Here is a touchdown that looked all too easy. You know, because it was. Why? Well, the Cowboys busted another coverage. This is the biggest concern right now about the defense - despite the many other issues - is that the secondary is starting to have one guy who is not on the same page as everyone else.
This is a spot where the Bears in 11 personnel can really cause issues because somebody who is really good is usually going to have a tasty option. The Cowboys are in a coverage that we believe is supposed to be Quarters, but Church is running something else (what appears to be perhaps a Cover 3 where he jumps down and takes the flat and Wilcox is supposed to slide over to Center Field). When Church walks up to get in front of Bennett, Cutler sees Cover 3 and holds Wilcox very well with his eyes to the far side of the field. Now, Bennett runs right by Hitchens and sits over the goal-line with incredible ease.

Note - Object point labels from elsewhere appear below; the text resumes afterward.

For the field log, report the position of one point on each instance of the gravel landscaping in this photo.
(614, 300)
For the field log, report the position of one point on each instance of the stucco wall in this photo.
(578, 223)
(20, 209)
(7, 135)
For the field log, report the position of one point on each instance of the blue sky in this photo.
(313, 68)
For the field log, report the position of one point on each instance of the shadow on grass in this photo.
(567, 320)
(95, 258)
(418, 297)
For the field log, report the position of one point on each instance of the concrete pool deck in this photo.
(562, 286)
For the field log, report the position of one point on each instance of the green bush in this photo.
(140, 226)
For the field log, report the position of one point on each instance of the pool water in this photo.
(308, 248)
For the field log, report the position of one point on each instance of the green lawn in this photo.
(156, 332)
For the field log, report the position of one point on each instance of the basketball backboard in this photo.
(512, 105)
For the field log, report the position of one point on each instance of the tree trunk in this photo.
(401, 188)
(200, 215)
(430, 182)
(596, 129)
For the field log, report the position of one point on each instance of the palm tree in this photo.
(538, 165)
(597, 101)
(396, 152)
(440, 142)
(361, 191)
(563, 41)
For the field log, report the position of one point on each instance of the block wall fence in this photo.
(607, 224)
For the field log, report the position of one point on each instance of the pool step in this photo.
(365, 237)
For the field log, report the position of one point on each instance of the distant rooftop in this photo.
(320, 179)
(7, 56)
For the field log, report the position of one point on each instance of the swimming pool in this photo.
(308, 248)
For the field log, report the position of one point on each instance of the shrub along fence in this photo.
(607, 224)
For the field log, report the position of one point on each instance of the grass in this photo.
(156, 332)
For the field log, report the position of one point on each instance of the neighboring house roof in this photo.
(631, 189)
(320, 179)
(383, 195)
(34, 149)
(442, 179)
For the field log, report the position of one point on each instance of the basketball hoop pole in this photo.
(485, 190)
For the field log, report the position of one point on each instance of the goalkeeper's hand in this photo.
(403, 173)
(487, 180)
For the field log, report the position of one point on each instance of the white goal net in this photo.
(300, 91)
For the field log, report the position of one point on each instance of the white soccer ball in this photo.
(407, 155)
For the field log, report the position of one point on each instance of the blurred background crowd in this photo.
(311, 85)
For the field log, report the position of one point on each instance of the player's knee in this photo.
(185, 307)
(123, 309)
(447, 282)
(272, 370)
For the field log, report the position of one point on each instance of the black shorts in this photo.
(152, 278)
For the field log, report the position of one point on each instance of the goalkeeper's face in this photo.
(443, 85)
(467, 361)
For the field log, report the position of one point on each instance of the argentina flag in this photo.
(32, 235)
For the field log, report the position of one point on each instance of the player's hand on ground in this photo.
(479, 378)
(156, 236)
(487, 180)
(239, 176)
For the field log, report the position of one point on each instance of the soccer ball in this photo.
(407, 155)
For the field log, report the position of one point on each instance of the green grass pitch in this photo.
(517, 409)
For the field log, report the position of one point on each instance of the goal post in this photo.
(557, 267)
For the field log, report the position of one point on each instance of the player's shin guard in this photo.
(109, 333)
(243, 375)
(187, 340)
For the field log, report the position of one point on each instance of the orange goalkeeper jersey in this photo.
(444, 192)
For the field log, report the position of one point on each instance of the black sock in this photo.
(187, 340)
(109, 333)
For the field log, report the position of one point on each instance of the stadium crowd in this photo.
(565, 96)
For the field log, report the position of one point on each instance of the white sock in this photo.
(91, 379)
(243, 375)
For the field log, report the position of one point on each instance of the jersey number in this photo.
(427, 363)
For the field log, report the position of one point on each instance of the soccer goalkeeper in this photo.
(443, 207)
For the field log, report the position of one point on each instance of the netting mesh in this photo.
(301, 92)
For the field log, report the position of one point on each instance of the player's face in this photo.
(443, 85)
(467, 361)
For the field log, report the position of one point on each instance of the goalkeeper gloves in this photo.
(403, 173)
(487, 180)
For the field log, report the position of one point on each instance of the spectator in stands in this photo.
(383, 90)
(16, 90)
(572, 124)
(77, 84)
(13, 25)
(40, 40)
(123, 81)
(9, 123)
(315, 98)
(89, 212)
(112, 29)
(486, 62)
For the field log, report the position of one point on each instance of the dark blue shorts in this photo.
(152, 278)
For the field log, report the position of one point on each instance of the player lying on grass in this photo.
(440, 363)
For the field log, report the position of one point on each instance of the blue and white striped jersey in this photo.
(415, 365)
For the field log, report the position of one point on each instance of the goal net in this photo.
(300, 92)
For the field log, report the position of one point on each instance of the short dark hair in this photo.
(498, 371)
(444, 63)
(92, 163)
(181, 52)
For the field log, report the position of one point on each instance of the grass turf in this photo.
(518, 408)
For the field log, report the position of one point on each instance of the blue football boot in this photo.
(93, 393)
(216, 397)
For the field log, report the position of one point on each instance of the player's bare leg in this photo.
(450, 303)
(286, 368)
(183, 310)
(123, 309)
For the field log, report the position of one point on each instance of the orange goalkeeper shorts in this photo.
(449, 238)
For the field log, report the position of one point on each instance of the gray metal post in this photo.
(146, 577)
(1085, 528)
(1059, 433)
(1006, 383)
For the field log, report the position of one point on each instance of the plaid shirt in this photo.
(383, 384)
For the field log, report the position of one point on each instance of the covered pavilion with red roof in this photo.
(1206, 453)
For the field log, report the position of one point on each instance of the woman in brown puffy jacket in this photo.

So, you watch this and you look at 4 different players on the Cowboys to have possibly been the guy who busted - Was Hitchens supposed to take the seam? Was Carr supposed to leave his guy in the flat for Church and switch back to Bennett (next to impossible)? Was Wilcox supposed to get over and blow that play up? Or was Church running a different coverage from everyone else?
This is exactly why we can't really point at someone without knowing the call. Luckily, in this case, we know that this one was on Barry Church (as a source in the know indicated as much). But, just trying to decipher what happened there without the call is next to impossible.
Bonus play: We normally do 3, but this one is too good.
4Q - 14:50 - 1/10/C48 - Murray left for 40 yards, First Down.
This is where the game is 35-13 early in the 4th, but if you want to know what the league thinks of the Cowboys running game, here it is. Pulling guards to the left and watch the Bears freak out.
It is the proverbial hole you can drive a truck through as the pulling guards cause everyone to go meet them at the corner, and there is Murray just cutting back inside to find....nobody.
This is exceptional and rare at the NFL level. Just look at Smith clear everyone left and the Bears do the rest. Please also not that 65-Leary pulls and destroys 21-Ryan Mundy at the corner in a pancake that surely made the film room react with joy this week. You would not want to try to take on Leary if you are that much smaller. If you scroll up and see this collision from the sideline view, you will wince in pain for Mundy.